Motives Behind Router Attacks
Direct Attacks- Individual routers can be compromised routers and used for a bevy of nefarious purposes like crypto jacking and DDOS attacks.
Cryptojacking- Bitcoin and other cryptocurrencies can be mined with your computer, which is when criminals can use botnets to harness the power from your device.
DDoS Attacks- Hackers can easily use botnets to hijack your device with DDoS attacks.
Data Theft- Hijacking your Wi-Fi through your internet signal can be done by even your neighbors trying to mooch your bandwidth.
- Security begins with you. When you get a new router and set it up, do not forget to change the default password that comes with it. Always use two-factor authentication if possible.
- Set up a VPN connection on your router. This will allow you to encrypt all of your Internet traffic.
- Just a simple password on your router cannot keep you secure. Most passwords can be easily cracked with a basic search on the internet.
- Instead of using an open hotspot, use WPA2 encryption on your home Wi-Fi network. Create a guest Wi-Fi network to access the web on new devices or for guests.
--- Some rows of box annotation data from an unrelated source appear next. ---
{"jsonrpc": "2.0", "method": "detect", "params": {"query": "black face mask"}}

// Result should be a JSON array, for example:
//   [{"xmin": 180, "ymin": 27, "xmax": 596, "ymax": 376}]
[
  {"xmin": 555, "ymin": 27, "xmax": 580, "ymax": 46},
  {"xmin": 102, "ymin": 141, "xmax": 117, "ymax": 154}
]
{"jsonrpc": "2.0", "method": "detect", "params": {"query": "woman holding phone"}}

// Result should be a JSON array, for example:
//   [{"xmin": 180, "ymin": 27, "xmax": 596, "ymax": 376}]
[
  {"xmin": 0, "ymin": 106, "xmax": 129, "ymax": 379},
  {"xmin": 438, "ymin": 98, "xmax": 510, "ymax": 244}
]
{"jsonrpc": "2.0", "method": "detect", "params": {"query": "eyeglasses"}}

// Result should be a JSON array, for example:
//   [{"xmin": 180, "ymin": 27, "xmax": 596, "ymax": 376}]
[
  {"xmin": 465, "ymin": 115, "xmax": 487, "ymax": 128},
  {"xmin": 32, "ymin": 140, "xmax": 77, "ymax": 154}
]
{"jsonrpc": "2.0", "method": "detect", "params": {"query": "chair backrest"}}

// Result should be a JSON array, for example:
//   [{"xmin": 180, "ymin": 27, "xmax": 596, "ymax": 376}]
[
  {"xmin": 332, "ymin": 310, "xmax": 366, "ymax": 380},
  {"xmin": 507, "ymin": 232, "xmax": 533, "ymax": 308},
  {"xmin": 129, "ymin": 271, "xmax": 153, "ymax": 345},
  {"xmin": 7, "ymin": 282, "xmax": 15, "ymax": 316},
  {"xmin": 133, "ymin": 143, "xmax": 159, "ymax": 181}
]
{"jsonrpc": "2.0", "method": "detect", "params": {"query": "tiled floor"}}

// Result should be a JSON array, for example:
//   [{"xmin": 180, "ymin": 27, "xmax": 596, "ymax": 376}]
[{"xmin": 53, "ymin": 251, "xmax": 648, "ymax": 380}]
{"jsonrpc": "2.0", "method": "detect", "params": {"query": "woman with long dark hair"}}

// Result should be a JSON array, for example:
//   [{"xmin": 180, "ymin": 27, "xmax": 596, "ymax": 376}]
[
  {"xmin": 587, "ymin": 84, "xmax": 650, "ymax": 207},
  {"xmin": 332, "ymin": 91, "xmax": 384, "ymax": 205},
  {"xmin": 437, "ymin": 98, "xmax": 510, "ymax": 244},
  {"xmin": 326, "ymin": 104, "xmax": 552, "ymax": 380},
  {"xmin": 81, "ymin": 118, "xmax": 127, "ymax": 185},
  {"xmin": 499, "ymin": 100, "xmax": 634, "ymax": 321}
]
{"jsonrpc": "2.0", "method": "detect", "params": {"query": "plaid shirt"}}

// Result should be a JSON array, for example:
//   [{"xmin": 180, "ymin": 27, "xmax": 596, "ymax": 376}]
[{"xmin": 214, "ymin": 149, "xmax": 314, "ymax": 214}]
- Always sign out your accounts when you are done and if you use an IoT device, do not store sensitive credit card or password information. For online purchases, set up a purchase password or turn off purchasing.
- Restrict outside world’s access to your router signal by placing it away from the windows and as much deep within the home as possible. From time to time, switch off your router for a few seconds before switching it back on.
- Securely configure your router settings and pay attention to security and firmware updates as and when the manufacturer makes them available.
Going back to the furniture analogy we started this article with, your router is not something which you place it in your home and forget about. Good router security can be possible and you can stay safe if you bother to pay attention.